When 9-year-old Peter Salk saw his father bring home a set of glass syringes and needles to inject the family, his first thought wasn’t about being delivered lifesaving immunity from a disease that had crippled tens of thousands. It was the anticipation of pain.

“I hated shots. But this time, for some reason, the needle must have missed a nerve because I didn’t even feel it,” he said. “I’ll never forget that moment, it was such a relief.”

It would be years before Peter fully understood that the momentary angst he and his brothers experienced in 1953 was part of an effort to alleviate years of agony that had been inflicted upon the country and the world by recurrent polio outbreaks. As use of the vaccine spread, the number of new cases of polio in this country dropped by 97% and his father was a full-fledged star.

And so was the rest of the family.

“As kids it was embarrassing having this much attention focused on the family. We had to get an answering service because of all of the calls from reporters. Imagine what that’s like for a kid in the sixth grade to have friends call their house and to have someone from an answering service pick up,” he said.

Salk giving Peter a shot, with two women helping outAs a young adult, Peter respected and admired his father’s work but found himself attracted to his mother’s interests and talents in languages and music as well. For a while, he devoted attention to those fields, but the urge to be trained in medicine ultimately won out.

“Even though I had those other pulls, I felt internally I’d be doing a disservice to some ideal not to follow in the path my father had laid down. I really needed to pursue science to be able to hold my head high and feel I’d done something that would have a possibility of making a difference in that kind of way,” he said.

Following that path led to Peter working alongside his father in his Salk Institute lab, starting in 1972. Their collaboration began with cancer immunotherapy and would include multiple sclerosis studies and other vaccine related projects.

After the Salk lab closed in 1984, Jonas teamed up with the newly formed Immune Response Corporation in 1987 to work on an AIDS vaccine.
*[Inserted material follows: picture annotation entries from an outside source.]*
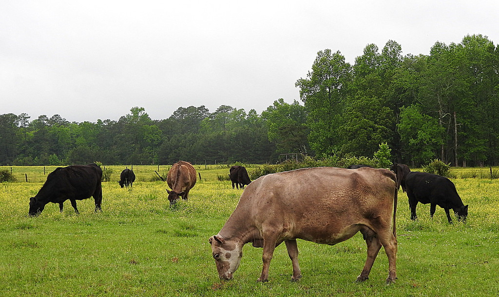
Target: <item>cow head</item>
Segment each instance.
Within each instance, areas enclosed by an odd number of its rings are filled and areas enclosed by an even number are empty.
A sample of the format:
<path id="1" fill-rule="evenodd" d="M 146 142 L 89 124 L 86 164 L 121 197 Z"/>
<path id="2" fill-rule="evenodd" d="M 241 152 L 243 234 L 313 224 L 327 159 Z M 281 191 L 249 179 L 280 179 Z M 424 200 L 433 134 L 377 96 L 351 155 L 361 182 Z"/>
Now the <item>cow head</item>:
<path id="1" fill-rule="evenodd" d="M 411 172 L 409 166 L 395 163 L 390 167 L 390 170 L 393 171 L 397 176 L 397 188 L 400 189 L 401 185 L 402 191 L 405 192 L 405 177 Z"/>
<path id="2" fill-rule="evenodd" d="M 45 208 L 45 204 L 41 203 L 35 197 L 29 198 L 29 215 L 35 217 L 39 215 Z"/>
<path id="3" fill-rule="evenodd" d="M 235 241 L 226 240 L 220 235 L 212 236 L 209 241 L 220 279 L 232 279 L 243 257 L 243 245 Z"/>
<path id="4" fill-rule="evenodd" d="M 180 193 L 177 193 L 173 190 L 169 191 L 168 189 L 166 189 L 166 192 L 168 193 L 168 200 L 170 200 L 170 206 L 175 205 L 177 200 L 179 199 L 179 197 L 183 197 L 184 195 L 186 194 L 186 192 L 183 191 Z"/>
<path id="5" fill-rule="evenodd" d="M 463 205 L 460 207 L 457 211 L 455 210 L 456 215 L 458 217 L 458 221 L 466 223 L 466 218 L 468 217 L 468 205 Z"/>

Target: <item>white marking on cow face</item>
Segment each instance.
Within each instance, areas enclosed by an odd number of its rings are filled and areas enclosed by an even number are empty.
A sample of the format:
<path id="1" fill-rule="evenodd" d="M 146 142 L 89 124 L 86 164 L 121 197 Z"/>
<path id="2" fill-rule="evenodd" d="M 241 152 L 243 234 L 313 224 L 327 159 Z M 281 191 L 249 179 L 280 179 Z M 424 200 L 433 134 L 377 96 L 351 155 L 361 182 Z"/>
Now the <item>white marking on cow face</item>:
<path id="1" fill-rule="evenodd" d="M 212 237 L 210 243 L 220 279 L 232 279 L 243 257 L 243 245 L 234 241 L 226 241 L 220 235 Z"/>

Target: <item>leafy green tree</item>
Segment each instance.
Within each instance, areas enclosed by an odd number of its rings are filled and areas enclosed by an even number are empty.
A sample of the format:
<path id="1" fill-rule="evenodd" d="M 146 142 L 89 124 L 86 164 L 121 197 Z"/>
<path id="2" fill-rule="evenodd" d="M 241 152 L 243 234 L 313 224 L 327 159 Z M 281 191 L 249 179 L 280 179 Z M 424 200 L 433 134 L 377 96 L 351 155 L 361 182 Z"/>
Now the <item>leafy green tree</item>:
<path id="1" fill-rule="evenodd" d="M 356 96 L 349 102 L 338 133 L 340 155 L 371 156 L 380 143 L 391 138 L 393 113 L 381 101 L 377 98 Z"/>
<path id="2" fill-rule="evenodd" d="M 420 105 L 402 107 L 397 124 L 402 143 L 402 153 L 413 167 L 426 164 L 437 155 L 445 131 L 437 119 L 421 113 Z"/>
<path id="3" fill-rule="evenodd" d="M 338 127 L 351 80 L 352 67 L 345 57 L 325 49 L 317 52 L 307 78 L 295 84 L 308 111 L 308 142 L 316 154 L 332 155 L 339 149 Z"/>
<path id="4" fill-rule="evenodd" d="M 296 100 L 288 104 L 281 98 L 262 112 L 261 116 L 268 129 L 268 140 L 275 144 L 278 153 L 307 153 L 308 127 L 304 106 Z"/>
<path id="5" fill-rule="evenodd" d="M 392 150 L 386 143 L 379 145 L 379 149 L 374 153 L 374 159 L 378 160 L 378 167 L 388 168 L 392 165 Z"/>
<path id="6" fill-rule="evenodd" d="M 13 113 L 0 115 L 0 164 L 11 164 L 17 154 L 17 116 Z"/>

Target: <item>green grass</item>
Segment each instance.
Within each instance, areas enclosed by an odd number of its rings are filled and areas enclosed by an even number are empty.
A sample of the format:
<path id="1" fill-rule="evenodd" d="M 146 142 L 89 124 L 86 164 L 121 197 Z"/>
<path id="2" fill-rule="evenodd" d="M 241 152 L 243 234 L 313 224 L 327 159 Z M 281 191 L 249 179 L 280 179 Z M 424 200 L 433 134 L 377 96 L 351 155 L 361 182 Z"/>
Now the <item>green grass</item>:
<path id="1" fill-rule="evenodd" d="M 161 168 L 161 167 L 160 167 Z M 134 171 L 136 166 L 134 166 Z M 224 170 L 228 171 L 226 169 Z M 221 281 L 210 236 L 237 204 L 241 190 L 207 170 L 190 200 L 169 206 L 164 183 L 137 182 L 133 189 L 103 183 L 103 211 L 93 200 L 69 202 L 64 213 L 49 204 L 28 217 L 38 183 L 0 184 L 0 296 L 492 296 L 499 279 L 499 180 L 455 180 L 465 204 L 466 225 L 447 222 L 437 208 L 419 205 L 413 222 L 399 192 L 397 276 L 386 286 L 382 249 L 367 281 L 355 282 L 365 261 L 360 234 L 334 246 L 298 240 L 303 278 L 291 283 L 284 245 L 276 249 L 269 282 L 256 282 L 261 249 L 247 245 L 231 281 Z M 202 176 L 203 171 L 202 171 Z"/>

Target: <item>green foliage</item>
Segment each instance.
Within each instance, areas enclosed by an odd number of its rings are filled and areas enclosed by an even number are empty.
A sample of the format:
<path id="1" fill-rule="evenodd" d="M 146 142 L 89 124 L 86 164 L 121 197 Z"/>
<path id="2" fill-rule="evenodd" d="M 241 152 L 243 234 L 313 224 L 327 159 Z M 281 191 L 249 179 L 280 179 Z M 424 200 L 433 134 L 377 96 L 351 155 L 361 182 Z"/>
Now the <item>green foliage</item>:
<path id="1" fill-rule="evenodd" d="M 374 159 L 370 159 L 363 156 L 360 157 L 347 157 L 342 158 L 340 160 L 338 165 L 340 167 L 346 168 L 350 165 L 355 164 L 363 164 L 375 168 L 377 165 L 377 162 Z"/>
<path id="2" fill-rule="evenodd" d="M 8 170 L 0 170 L 0 183 L 15 182 L 15 178 Z"/>
<path id="3" fill-rule="evenodd" d="M 231 180 L 231 178 L 228 174 L 217 174 L 217 180 L 219 182 Z"/>
<path id="4" fill-rule="evenodd" d="M 113 172 L 114 171 L 111 168 L 106 168 L 104 167 L 104 168 L 102 169 L 102 181 L 110 182 L 111 176 L 113 174 Z"/>
<path id="5" fill-rule="evenodd" d="M 425 172 L 449 177 L 450 173 L 450 164 L 447 164 L 439 159 L 435 159 L 423 167 Z"/>
<path id="6" fill-rule="evenodd" d="M 282 166 L 279 165 L 270 165 L 265 164 L 259 166 L 254 167 L 248 170 L 248 175 L 250 179 L 254 180 L 260 176 L 266 175 L 269 173 L 275 173 L 281 172 L 282 170 Z"/>
<path id="7" fill-rule="evenodd" d="M 388 168 L 393 162 L 392 162 L 391 149 L 388 147 L 387 143 L 381 143 L 379 145 L 379 149 L 374 153 L 374 159 L 377 161 L 378 167 L 380 168 Z"/>

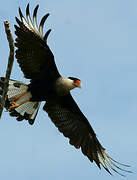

Peter later joined him in the effort, under the auspices of a nonprofit foundation his father had formed. They worked together  on the AIDS vaccine project until 1995, when Jonas died of heart failure.

Today, as the world anticipates the breakthrough that will protect citizens from COVID-19, Peter thinks back to what was happening during his childhood: When the National Foundation for Infantile Paralysis, popularly known as the March of Dimes, funded research efforts to understand and prevent polio, including those of the Salk team. When schoolteachers and children alike mailed in dimes to support the organization’s efforts. When parents enthusiastically enrolled 1.8 million children to participate in a massive field trial of the vaccine. 

“The beauty of the polio vaccine experience is that everybody wanted it. It was a product of the need felt by millions of people in this country. There was no government funding. It was individuals throughout the country giving dime by dime, dollar by dollar, in movie theaters and from the doorsteps of their homes,” said Peter.

“It’s heartening to see the public support for the social measures being taken now to reduce the devastating spread of this newly emergent coronavirus. I anticipate that it will not be long before a variety of vaccines will begin to be tested with the goal of providing the kind of security we all want to feel in attempting to protect ourselves from this new worldwide threat.”